T'ai Chi Provides Appealing Way to Ease Aches and Pains of Osteoarthritis
   

T'ai Chi Provides Appealing Way to Ease Aches and Pains of Osteoarthritis

When the doctor suggests regular exercise to counter the aches and pains of osteoarthritis, it may seem more like a recipe for torture than a program for improved health. This may explain why so few manage to follow their doctors' orders. And as people grow older and limit physical activity, arthritis can take an increasingly severe toll. A new study, however, suggests that there may be a very appealing way to keep osteoarthritis at bay. T'ai chi, an ancient Chinese form of exercise that has a meditative quality about it, may be the ideal intervention to ease some of the mental and physical pains associated with osteoarthritis. Practiced in China mainly for its health benefits, t'ai chi involves focused attention, deep breathing, and slow graceful movements. The objective is to attain a state of balance between mind and body. Surprisingly, the energy expended in doing t'ai chi is comparable to other low to medium intensity aerobic activities.

In a small study, participants were recruited from several community settings and randomly assigned to a t'ai chi group or a non-t'ai chi group. The average age of participants was 68; all had been diagnosed with osteoarthritis in the lower joints, and had symptoms in the knees, hips, ankles, and foot joints. Those in the t'ai chi group took two 1-hour t'ai chi classes each week for 12 weeks. Those in the other group were encouraged to continue their normal physical activities instead of learning t'ai chi.

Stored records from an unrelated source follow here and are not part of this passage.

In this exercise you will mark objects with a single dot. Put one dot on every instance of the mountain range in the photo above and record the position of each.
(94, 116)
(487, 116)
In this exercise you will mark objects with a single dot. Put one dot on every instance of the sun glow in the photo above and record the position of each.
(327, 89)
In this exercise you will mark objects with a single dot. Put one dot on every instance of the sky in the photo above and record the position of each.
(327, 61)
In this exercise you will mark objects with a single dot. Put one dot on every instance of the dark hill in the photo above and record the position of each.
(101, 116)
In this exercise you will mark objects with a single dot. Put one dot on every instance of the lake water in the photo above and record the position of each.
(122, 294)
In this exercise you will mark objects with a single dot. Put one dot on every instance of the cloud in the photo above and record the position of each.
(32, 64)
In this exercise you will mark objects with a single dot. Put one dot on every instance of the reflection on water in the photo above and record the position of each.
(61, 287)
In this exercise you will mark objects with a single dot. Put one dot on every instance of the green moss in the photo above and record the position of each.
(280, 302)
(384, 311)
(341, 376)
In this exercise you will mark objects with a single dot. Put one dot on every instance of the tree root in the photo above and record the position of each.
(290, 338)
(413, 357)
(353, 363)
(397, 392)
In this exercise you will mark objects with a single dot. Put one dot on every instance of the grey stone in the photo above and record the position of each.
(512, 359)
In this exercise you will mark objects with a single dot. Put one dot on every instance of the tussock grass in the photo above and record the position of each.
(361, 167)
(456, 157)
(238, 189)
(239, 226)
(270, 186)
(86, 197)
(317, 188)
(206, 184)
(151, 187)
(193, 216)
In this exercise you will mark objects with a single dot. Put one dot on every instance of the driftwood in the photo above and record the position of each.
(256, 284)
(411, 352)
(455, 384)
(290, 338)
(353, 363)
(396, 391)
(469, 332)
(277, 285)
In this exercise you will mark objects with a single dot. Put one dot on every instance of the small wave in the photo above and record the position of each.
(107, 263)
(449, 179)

Comparing scores of the two groups before and after the 12-week period led researchers to the conclusion the t'ai chi group made small but significant gains in most areas examined. They were better able to manage arthritis symptoms, control fatigue, and deal with the frustration of arthritis. They also showed improved stamina and psychological and mental well-being. In contrast, the non-t'ai chi group stayed the same or declined slightly.

While this was a small study, it suggests that the practice of t'ai chi may enable those suffering from osteoarthritis to overcome some of their aches and pains.


References

Hartman CA, Manos TM, Winter C, Hartman DM, Li B, Smith JC. Effects of T'ai Chi training on function and quality of life indicators in older adults with osteoarthritis. J Am Ger Soc. 2000;48:1553-1559.